EthicML exists to combat the problems we've found with off-the-shelf fairness comparison packages.

These other packages are useful, but given that we primarily do research,
a lot of the work we do doesn't fit into some nice box.
For example, we might want to use a 'fair' pre-processing method on the data before training a classifier on it.
We may still be experimenting and only want part of the framework to execute,
or we may want to do hyper-parameter optimization.
Whilst other frameworks can be modified to do these tasks,
you end up with hacked-together approaches that don't lend themselves to be built on in the future.
Because of this,
we're drawing a line in the sand with some of the other frameworks we've used and building our own.

### Why not use XXX?

There are an increasing number of other options,
IBM's fair-360, Aequitas, EthicalML/XAI, Fairness-Comparison and others.
They're all great at what they do, they're just not right for us.
We will however be influenced by them.

## Design Principles

### The Triplet

Given that we're considering fairness, the base of the toolbox is the triplet {x, s, y}

- X - Features
- S - Sensitive Label
- Y - Class Label

All methods must assume S and Y are multi-class.
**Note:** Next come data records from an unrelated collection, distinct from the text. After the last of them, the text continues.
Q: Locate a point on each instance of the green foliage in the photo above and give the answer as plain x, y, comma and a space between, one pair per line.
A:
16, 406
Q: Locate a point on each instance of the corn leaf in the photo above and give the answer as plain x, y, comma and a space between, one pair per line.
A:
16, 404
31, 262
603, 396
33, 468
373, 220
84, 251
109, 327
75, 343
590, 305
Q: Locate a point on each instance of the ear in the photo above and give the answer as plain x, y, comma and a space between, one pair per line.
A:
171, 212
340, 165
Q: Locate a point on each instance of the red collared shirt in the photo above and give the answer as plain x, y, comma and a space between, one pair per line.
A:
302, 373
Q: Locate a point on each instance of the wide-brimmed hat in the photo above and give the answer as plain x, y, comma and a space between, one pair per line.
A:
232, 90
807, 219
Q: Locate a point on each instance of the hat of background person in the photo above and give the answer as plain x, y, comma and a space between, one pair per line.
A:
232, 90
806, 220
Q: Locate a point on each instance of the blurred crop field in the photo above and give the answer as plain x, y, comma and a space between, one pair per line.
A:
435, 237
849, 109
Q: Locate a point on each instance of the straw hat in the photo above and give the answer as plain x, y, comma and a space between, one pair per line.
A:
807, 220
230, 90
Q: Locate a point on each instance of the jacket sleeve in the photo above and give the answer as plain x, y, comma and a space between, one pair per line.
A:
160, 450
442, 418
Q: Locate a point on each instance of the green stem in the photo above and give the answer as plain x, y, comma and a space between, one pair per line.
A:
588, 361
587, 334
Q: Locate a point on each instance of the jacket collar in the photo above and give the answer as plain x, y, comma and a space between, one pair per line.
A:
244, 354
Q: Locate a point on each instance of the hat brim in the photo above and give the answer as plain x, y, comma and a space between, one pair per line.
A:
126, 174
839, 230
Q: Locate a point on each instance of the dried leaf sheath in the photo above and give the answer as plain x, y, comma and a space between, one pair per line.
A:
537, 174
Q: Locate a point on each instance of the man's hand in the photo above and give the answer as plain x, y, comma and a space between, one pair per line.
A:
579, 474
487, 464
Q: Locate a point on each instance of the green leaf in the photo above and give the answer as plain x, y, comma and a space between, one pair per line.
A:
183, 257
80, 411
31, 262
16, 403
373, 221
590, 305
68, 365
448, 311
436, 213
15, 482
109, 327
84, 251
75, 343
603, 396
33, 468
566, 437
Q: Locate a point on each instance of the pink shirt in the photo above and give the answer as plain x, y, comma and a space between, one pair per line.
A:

We use a named tuple to contain the triplet

```python
triplet = DataTuple(x=dataframe, s=dataframe, y=dataframe)
```

The dataframe may be a little innefficient,
but given the amount of splicing on conditions that we're doing it feels worth it.

### Separation of Methods

We purposefully keep pre, during and post algorithm methods separate. This is because they have different return types.

```python
pre_algorithm.run(train: DataTuple, test: DataTuple)  # -> Tuple[pandas.DataFrame, pandas.DataFrame]
in_algorithm.run(train: DataTuple, test: DataTuple)  # -> pandas.DataFrame
post_algorithm.run(preds: DataFrame, test: DataTuple)  # -> pandas.DataFrame
```
where preds is a one column dataframe with the column name 'preds'.

### General Rules of Thumb

- Mutable data structures are bad.
- At the very least, functions should be Typed.
- Readability > Efficiency
- Don't get around warnings by just turning them off.

## Future Plans

Hopefully EthicML becomes a super easy way to look at the biases in different datasets
and get a comparison of different models.